Sunday, August 7, 2022

How would you define good judgment?

 Here’s Montaigne, talking about good judgment:

Whoever thought he lacked sense? … In others we readily acknowledge superior courage, physical strength, experience, agility and beauty; but superior judgment we concede to none.

We all know good judgment when we see it. But if you try to define it, it’s tricky. As Montaigne points out, good judgment is usually something we have and they don’t.

I can’t give you a definition of good judgment, but I’m persuaded it involves the way we go about making decisions when all the facts aren’t in.

If we knew all the facts, the smart move would be obvious. But life is seldom like that. Being in a position where you have to make decisions without knowing all that you need to know … well, to me, that just about covers the human condition.

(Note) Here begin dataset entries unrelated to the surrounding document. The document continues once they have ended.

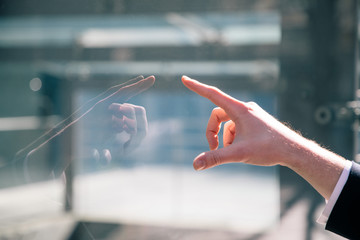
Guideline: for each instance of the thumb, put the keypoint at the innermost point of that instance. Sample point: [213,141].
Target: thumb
[217,157]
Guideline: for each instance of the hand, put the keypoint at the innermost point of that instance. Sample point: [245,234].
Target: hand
[250,135]
[253,136]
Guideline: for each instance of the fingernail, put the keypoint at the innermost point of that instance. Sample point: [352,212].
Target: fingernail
[199,164]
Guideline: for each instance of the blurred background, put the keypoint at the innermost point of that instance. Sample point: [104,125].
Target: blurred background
[296,59]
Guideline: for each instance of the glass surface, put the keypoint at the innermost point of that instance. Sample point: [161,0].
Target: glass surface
[64,159]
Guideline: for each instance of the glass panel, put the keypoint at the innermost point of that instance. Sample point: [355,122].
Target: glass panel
[68,149]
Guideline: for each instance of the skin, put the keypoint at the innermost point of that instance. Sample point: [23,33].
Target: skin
[253,136]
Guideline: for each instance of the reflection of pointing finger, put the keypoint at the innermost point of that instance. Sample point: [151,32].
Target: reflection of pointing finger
[219,98]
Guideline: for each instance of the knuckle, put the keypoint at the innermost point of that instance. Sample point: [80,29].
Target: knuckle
[214,159]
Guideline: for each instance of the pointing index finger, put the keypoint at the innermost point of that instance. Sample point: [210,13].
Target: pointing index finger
[215,95]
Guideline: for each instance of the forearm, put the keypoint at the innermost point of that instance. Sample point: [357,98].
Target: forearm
[320,167]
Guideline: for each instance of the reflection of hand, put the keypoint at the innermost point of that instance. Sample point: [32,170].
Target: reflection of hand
[253,136]
[94,111]
[125,118]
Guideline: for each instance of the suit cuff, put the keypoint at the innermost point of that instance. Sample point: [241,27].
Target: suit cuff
[335,194]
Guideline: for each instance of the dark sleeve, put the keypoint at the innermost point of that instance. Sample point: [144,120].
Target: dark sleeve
[344,219]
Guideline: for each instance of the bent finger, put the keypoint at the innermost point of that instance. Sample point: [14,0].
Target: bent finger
[218,115]
[218,157]
[229,133]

• Sources: The quotation comes from “On Presumption” in Michel de Montaigne, The Complete Essays, translated by M.A. Screech; London: Penguin Books, 1993, p. 745. Although I put down Paul Woodruff’s Reverence (Oxford University Press, 2001) a week ago, things he wrote keep coming to mind. He said reverence is not the only way to avoid making terrible mistakes. A perfect knowledge of the facts or divine guidance would make me immune from error. (And “error free” would be pretty cool, in terms of good judgment.) But such clarity seems to be beyond me.